According to the US National Institute of Standards and Technology in 2002, software bugs have cost the US economy 59.5 billion dollars a year. This volume shows how specification mining can help find bugs and improve program understanding, thereby reducing unnecessary financial losses. The book encourages the industry adoption of specification mining techniques and the assimilation of these techniques in standard integrated development environments (IDEs).
Table of Contents
Specification Mining: A Concise Introduction, David Lo, Siau-Cheng Khoo, Chao Liu, and Jiawei Han
Mining Finite-State Automata with Annotations, Leonardo Mariani, Fabrizio Pastore, Mauro Pezzè, and Mauro Santoro
Adapting Grammar Inference Techniques to Mine State Machines, Neil Walkinshaw and Kirill Bogdanov
Mining API Usage Protocols from Large Method Traces, Michael Pradel and Thomas R. Gross
Static API Specification Mining: Exploiting Source Code Model Checking, Mithun Acharya and Tao Xie
Static Specification Mining Using Automata-Based Abstractions, Eran Yahav, Sharon Shoham, Stephen Fink, and Marco Pistoia
DynaMine: Finding Usage Patterns and Their Violations by Mining Software Repositories, Benjamin Livshits and Thomas Zimmermann
Automatic Inference and Effective Application of Temporal Specifications, Jinlin Yang and David Evans
Path-Aware Static Program Analyses for Specification Mining, Muralikrishna Ramanathan, Ananth Grama, and Suresh Jagannathan
Mining API Usage Specifications via Searching Source Code from the Web, Suresh Thummalapenta, Tao Xie, and Madhuri R. Marri
Merlin: Specification Inference for Explicit Information Flow Problems, Benjamin Livshits, Aditya V. Nori, Sriram K. Rajamani, and Anindya Banerjee
Lightweight Mining of Object Usage, Andrzej Wasylkowski and Andreas Zeller
David Lo is an assistant professor in the School of Information Systems at Singapore Management University.

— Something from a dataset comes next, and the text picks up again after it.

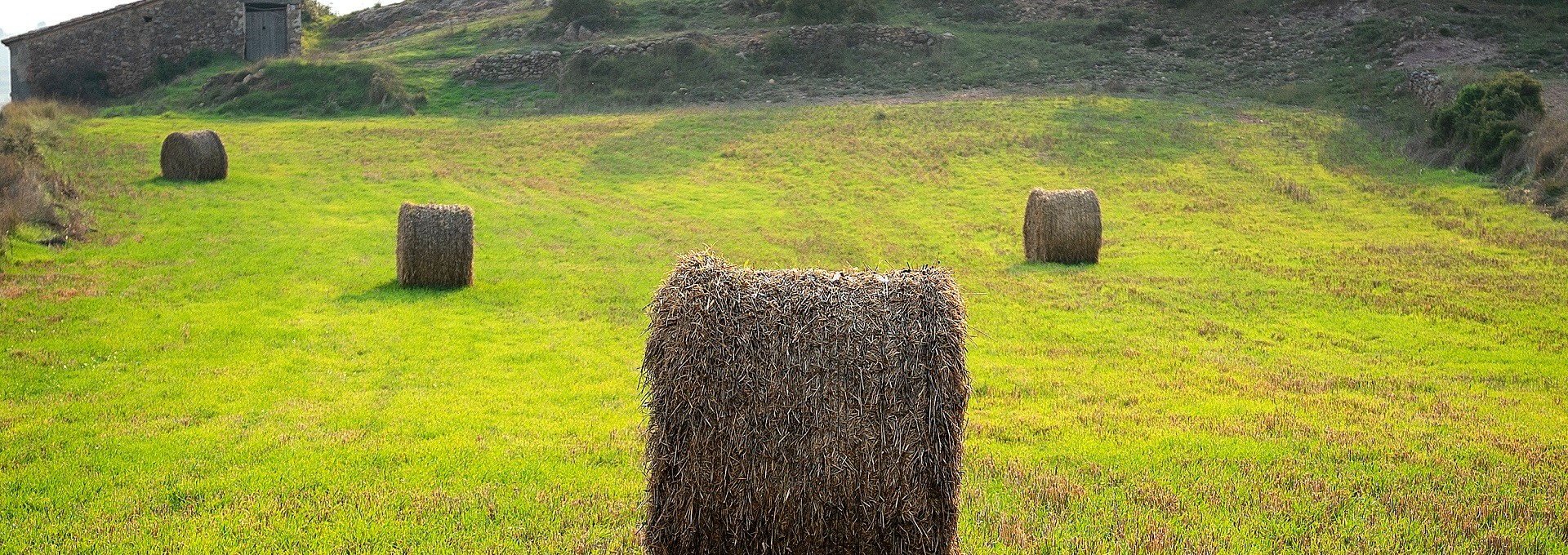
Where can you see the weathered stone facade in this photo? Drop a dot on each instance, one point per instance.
(119, 49)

His research interests include specification mining, dynamic program analysis, automated debugging, code search, and pattern mining.

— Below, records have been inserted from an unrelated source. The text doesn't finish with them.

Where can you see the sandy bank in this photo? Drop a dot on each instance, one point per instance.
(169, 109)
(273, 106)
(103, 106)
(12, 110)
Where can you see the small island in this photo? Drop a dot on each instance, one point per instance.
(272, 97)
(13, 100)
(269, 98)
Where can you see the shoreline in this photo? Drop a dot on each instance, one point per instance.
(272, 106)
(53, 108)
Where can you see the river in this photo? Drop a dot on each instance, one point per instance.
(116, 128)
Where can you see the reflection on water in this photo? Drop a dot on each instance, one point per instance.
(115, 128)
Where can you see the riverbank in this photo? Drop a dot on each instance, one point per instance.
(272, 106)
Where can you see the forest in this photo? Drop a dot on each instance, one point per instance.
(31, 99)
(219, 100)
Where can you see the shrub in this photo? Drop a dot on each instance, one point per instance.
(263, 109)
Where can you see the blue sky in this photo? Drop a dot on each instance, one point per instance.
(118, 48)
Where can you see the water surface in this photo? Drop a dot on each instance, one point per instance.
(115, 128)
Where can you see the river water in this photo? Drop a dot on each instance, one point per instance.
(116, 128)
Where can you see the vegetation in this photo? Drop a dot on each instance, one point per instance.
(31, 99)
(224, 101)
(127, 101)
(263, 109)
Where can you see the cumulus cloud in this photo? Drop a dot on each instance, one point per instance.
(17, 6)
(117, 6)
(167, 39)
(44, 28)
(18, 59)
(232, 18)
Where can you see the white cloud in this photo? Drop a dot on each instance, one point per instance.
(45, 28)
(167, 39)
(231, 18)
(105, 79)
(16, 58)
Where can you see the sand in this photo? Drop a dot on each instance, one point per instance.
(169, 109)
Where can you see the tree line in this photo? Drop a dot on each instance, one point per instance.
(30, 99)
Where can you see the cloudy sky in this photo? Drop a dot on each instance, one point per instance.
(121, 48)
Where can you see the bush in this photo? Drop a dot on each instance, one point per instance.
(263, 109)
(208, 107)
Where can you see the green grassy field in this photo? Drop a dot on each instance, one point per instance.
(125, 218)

Siau-Cheng Khoo is an associate professor in the Department of Computer Science at the National University of Singapore. His research interests include specification mining, program analysis, program transformation, functional programming, domain-specific languages, and aspect-oriented programming.
Jiawei Han is a professor in the Department of Computer Science at the University of Illinois at Urbana-Champaign. He is editor-in-chief of the ACM Transactions on Knowledge Discovery from Data and co-editor of Geographic Data Mining and Knowledge Discovery, Second Edition (CRC Press, 2009) and Next Generation of Data Mining (CRC Press, 2009). His research interests include information network analysis, knowledge discovery, pattern discovery, data streams, and multidimensional analysis.
Chao Liu is a researcher in the Internet Service Research Center at Microsoft Research. His research interests include data mining for software engineering, statistical debugging, and machine learning and its use in web applications.